Picture a playground today: swings, climbing structures, slides. All the equipment is made of plastic. There are all kinds of protective items. On the ground are rubber mats in case someone falls, slides are plastic, swings have safety bars, slides have safety sides, you can't fall off the climbing structures because you are climbing inside it. This is nothing like I grew up with. How did we survive?
Our school playground in the 1950's was hard dirt, rocks, and sometimes broken glass. And there was no plastic equipment. Under the swings were scooped out holes that usually were little muddy ponds. The playground was hard as a rock or muddy, and often both.

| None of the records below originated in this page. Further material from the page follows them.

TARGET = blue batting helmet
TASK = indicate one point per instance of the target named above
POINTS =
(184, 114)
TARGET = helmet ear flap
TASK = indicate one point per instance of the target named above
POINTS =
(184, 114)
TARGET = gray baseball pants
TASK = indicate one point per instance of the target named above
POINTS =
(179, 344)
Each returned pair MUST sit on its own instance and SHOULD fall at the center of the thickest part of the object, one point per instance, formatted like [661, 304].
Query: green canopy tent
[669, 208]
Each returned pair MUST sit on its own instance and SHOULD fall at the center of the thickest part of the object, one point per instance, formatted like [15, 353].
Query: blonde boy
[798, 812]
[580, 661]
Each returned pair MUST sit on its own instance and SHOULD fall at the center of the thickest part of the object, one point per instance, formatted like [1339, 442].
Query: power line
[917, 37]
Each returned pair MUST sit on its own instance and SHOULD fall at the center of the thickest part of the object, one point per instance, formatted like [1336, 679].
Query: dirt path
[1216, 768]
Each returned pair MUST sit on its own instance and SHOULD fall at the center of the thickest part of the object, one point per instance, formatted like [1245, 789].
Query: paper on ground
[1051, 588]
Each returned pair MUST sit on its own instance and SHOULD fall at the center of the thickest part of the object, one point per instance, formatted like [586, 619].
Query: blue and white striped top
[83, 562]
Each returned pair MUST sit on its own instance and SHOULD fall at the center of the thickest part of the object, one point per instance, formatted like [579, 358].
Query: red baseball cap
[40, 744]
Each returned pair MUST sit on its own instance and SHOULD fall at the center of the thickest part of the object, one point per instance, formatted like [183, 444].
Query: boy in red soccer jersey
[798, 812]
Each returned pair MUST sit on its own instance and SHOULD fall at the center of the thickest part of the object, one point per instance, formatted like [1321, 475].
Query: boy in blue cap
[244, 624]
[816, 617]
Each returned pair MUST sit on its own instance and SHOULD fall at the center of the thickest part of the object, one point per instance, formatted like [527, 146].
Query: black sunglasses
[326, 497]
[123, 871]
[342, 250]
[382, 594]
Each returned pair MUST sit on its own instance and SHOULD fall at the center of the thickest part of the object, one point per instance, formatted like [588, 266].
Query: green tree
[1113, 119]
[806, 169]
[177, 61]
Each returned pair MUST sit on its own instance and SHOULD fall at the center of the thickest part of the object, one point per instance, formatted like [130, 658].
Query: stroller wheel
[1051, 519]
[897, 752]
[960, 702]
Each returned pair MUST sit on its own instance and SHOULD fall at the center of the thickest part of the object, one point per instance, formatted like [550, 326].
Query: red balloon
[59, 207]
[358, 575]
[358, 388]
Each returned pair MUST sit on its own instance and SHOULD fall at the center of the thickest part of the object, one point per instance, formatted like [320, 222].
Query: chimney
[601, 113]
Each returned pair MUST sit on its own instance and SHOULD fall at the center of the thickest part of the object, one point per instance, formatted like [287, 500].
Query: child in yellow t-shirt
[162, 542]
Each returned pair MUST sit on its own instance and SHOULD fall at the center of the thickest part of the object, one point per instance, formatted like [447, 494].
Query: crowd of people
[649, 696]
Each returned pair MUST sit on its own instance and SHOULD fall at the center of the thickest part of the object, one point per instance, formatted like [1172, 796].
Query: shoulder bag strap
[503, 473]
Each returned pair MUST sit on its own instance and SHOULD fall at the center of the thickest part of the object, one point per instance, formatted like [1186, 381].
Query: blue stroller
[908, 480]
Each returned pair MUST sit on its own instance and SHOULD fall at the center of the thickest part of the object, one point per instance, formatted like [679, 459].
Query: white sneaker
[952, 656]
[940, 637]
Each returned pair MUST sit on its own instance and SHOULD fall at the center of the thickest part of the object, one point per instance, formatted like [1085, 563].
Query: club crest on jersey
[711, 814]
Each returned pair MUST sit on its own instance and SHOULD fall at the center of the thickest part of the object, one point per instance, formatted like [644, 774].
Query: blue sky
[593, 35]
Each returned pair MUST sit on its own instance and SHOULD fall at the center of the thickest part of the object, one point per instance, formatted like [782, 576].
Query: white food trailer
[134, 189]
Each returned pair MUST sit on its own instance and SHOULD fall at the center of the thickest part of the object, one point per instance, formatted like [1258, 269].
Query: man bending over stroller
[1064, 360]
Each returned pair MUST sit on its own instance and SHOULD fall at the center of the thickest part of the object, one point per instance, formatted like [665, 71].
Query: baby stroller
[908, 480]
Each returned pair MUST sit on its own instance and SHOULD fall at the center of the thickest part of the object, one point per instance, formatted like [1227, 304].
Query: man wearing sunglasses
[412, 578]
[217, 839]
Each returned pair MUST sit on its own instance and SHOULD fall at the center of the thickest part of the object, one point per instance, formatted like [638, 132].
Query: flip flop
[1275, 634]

Picture metal swings that were at least 12 feet tall. To adjust the height of the swings one of the big kids would throw the swing over the top to raise the height of the swing. We would have orange hands from holding onto the rusty chains that held the wooden or metal seats. We would push off with our feet to get moving, thus digging out the above muddy ponds. Or we stood up and pumped like mad. When as high as we dared, we jumped off, onto the rock hard ground. Don't know how we didn't kill ourselves. Now some of the really brave kids would loop the top bar and if lucky, not fall off as they went over.
But that was just one of the killer pieces we played on. We had monkey bars, again metal. (imagine a sunny day and metal, ow! You swung by your hands from bar to bar. The really dangerous part, people would start from opposite ends. The point being to meet in the middle and knock the other person off.
See-saws. probably the most dangerous thing on the playground. If you have ever been on the up side and your "friend" on the low side jumped off, you know exactly what I mean.
Now we come to the big metal slides, with a ladder going up and very short sides going down. In the 1950's most little girls wore dresses to school. The dresses had puff sleeves and sashes that tied in the back. The sash regularly would catch at the top of the slide but you would continue down. I can't tell you how many times I went home with a hole where the sash should have been.
Imagine wearing the cute dress and going down a metal slide on a hot sunny day. You could get burns on your legs. Plus at the bottom you had to jump because the slide also had a muddy pond. Landed in it many times.
If you know where to find one of these metal slides be sure to take some wax paper. If you rub down the slide with the wax paper, you will get a faster ride.
Now we come to my favorite equipment, the Giant Stride. Marty had never heard of them so many of you probably haven't either. I loved the Giant Stride. If you go here , number 6 is a picture of one. The whole article is interesting as it explains the dangers of old time playground equipment. For those who don't go to links, picture a May pole with handles on chains hanging down. You ran around and would swing off your feet. Also one person would wrap their chain over all the others and then get the ride of their life.
We played on other dangerous thing: merry go rounds (I caught my foot under one and still have a large bone like knot 60 years later), grapevines were not trustworthy especially over a creek, trees were made to fall out of, garage roofs made a great fort, clamp on roller skates, just to name a few.
Were we tougher than the kids today? Probably not, we just played on what was there.